By Merlina Malipot
Private schools, particularly the smaller ones, may be forced to stop operations once the Department of Education (DepEd) implements the revised Manual of Regulations for Private Schools, the Federation of Associations of Private Schools Administrators (FAPSA) said on Tuesday.
The new regulations will mark the death knell for private schools, FAPSA said.
Under the revised manual, it states that there shall be two types of DepEd authority which will be issued to private schools or learning institutions. These are the “DepEd Permit” – a two-year license granted to a school-applicant that offers basic education program; and the “DepEd Recognition” – a 20-year or a 50-year license, depending on the ownership of the school site. Private schools need these in order to “undertake education operations upon the compliance to the application and minimum standard requirements” set by the manual.
As part of the requirements for “DepEd Recognition,” the school-applicant must submit proof of ownership/agreement to use school site; the school “shall have a floor area of at least 5,000 square meters (sqm) or one-half hectare for rural areas and 2,500 sqm for urban areas”; and the school site “must not be a high risk area” whether natural or man-made.
Under the same manual, all schools in basic education that enjoyed permanent recognition will only be given a 50-year lifespan and have to reapply after expiration,” FAPSA President Eleazardo Kasilag said, adding most schools have existed for decades already.
For instance, Kasilag cited St.
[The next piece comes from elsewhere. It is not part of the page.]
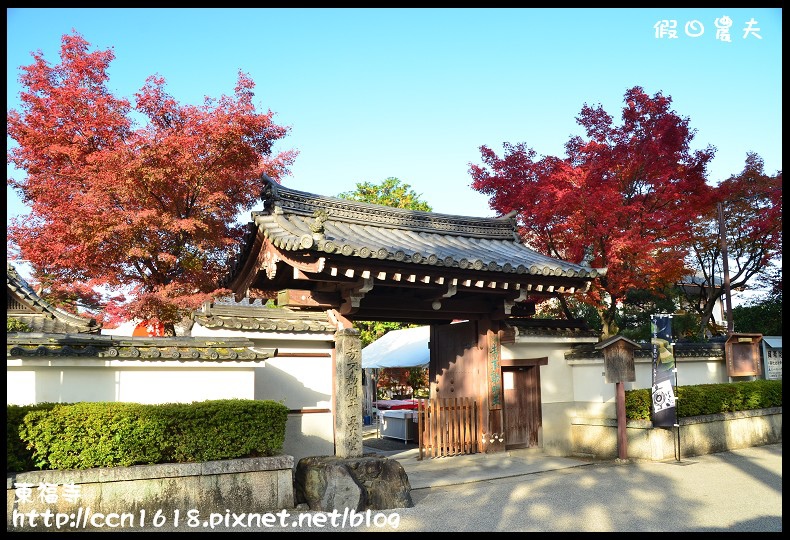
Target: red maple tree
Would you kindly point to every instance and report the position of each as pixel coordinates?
(147, 211)
(751, 216)
(624, 198)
Nicholas School in Marikina where he is currently the administrator. “It is already 42 years. That means its existence is now numbered,” Kasilag said.
“Right now, my area is just around 1,000 [sqm], therefore, DepEd can close my school,” Kasilag lamented, citing the new floor area requirement. He noted that this “shall also be the fate of most private schools in Metro Manila owing to scarcity and inflated value of lands.”
Kasilag also lamented that no consultation was made by DepEd with stakeholders before drafting the new manual.
“We asked all the associations that we have link up with but they, too, were not aware of this manual,” he said.
Kasilag noted that the Marikina Private School Administrators Association (Mariprisa) – which is affiliated with FAPSA – received a first copy of the manual ahead of any organization. “However, it was also already the last week due for submission to the office of the Secretary (July 30) giving us only 3 days, that is, Friday to Tuesday (July 26 to July 30) to make comments,” he lamented.
FAPSA also cited other provisions that “we feel the manual has gone overboard.” These include the provisions citing private schools “cannot withhold transfer credentials of students even with arrears” and that the three-year probationary period of teachers in the private schools “will now be reduced to six months” as per Department of Labor and Employment (DOLE) policy, Kasilag said.
Once the new manual is implemented, Kasilag said DepEd officials “can access the record of students and premises of private schools at any time.” He added that DepEd can “even copy therefrom as well as question any employee of schools and investigate any fact.” This, he noted, is “invasion of privacy already but they make the agency beyond this policy.”
Kasilag also noted that with the revised manual, DepEd “now has appellate jurisdiction over private schools, thus it now has power to review, amend, and overrule decisions just like any trial court or other lower tribunal.” He lamented that DepEd “does not have time to attend to our problems yet they even expand it unconstitutionally.”
While the manual has not been finalized, FAPSA expressed disappointment on DepEd’s failure to take into consideration the plight of private schools. “It is sad for it is the end of the road for the administrators that once thought it enjoyed the respect of DepEd being a complimentary partner as enshrined in the Constitution,” Kasilag said. With this, he said DepEd further pushes private schools, especially the smaller ones, on the brink of closure.